Macedonia: Ohrid May be Removed from UNESCO World Heritage List



BalkanTravellers.com   

16 March 2009 | The town of Ohrid in south-western Macedonia may be taken off the UNESCO World Heritage list if local authorities adopt the new urban plan.

“The adoption of this plan will be the biggest catastrophe for Ohrid,” Tanya Paskali-Buntasheska, director of the Institute and Museum in Ohrid. She told the Vest newspaper that the Institute gave recommendations for changes in the plan, which is now up for public discussion, but – although they promised, those who prepared them did not take them into consideration.

The plan, according to Paskali-Buntasheska, foresees the construction of buildings with ground levels and two floors but – due to the terrain’s rocky configuration, their planned height could create problems for Ohrid’s old town.

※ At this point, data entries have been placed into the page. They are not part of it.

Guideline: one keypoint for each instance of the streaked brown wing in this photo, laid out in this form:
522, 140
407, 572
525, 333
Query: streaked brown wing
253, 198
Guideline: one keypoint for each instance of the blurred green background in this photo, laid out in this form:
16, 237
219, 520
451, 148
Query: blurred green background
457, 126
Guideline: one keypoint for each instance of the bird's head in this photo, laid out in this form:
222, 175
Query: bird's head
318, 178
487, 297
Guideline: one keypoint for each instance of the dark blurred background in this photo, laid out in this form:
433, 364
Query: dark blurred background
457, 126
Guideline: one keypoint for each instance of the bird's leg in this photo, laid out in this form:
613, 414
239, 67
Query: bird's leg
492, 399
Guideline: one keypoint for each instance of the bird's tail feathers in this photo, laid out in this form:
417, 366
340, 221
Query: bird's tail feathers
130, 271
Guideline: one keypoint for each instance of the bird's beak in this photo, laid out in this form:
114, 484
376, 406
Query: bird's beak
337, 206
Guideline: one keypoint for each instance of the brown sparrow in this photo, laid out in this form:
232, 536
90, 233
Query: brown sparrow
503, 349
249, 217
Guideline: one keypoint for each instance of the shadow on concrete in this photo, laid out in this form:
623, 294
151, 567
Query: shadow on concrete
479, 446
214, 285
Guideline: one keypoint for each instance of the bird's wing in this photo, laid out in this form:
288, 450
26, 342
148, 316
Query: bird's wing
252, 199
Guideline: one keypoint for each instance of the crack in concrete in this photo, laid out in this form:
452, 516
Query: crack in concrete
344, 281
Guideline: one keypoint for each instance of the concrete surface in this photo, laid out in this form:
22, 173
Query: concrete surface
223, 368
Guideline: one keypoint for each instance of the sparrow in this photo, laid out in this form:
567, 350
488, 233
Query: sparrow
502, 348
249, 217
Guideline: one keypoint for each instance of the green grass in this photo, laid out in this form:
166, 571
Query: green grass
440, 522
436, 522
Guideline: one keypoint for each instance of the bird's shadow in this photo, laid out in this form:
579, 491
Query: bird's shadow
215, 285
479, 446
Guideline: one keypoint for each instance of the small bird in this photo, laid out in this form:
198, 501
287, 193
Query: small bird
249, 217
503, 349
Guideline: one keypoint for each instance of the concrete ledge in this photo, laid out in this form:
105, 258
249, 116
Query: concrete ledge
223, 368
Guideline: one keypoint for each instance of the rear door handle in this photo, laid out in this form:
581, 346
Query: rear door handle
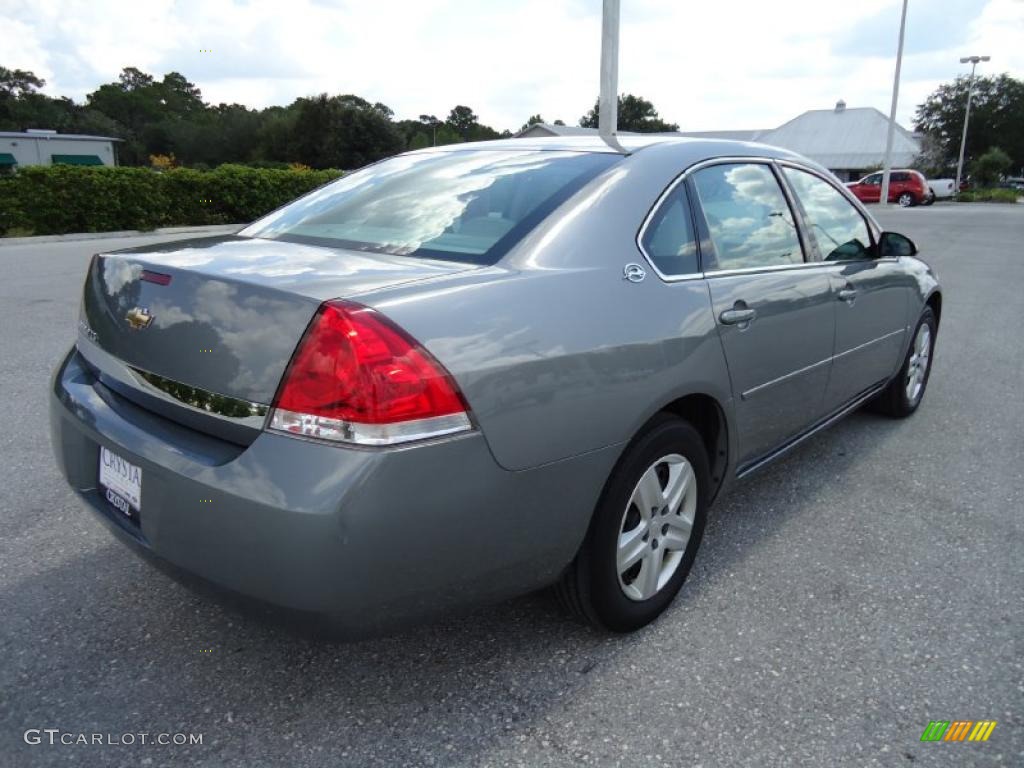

The Ohrid Lake and the town of Ohrid were inscribed on the UNESCO World Heritage List in 1979 and 1980 respectively. According to the organisation’s description, “Ohrid is one of the oldest human settlements in Europe. Built mainly between the seventh and nineteenth centuries, it has the oldest Slav monastery (St Pantelejmon) and more than 800 Byzantine-style icons dating from the eleventh to the end of the fourteenth century” – a collection of icons considered to be among the most important in the world.

The plan is up for public discussion until March 20 and all who have remarks about it could make them until then, Branko Arnaudov, head of the urban sector of the Ohrid Municipality told the publication.

He told Vest that they have met with UNESCO representatives and cultural heritage experts and are taking their remarks into account. The suggestions will be taken for the plan’s next phase, with which the old town centre will be protected. “There is no place for concern that Ohrid will be taken off [the list of] UNESCO,” Arnaudov claimed.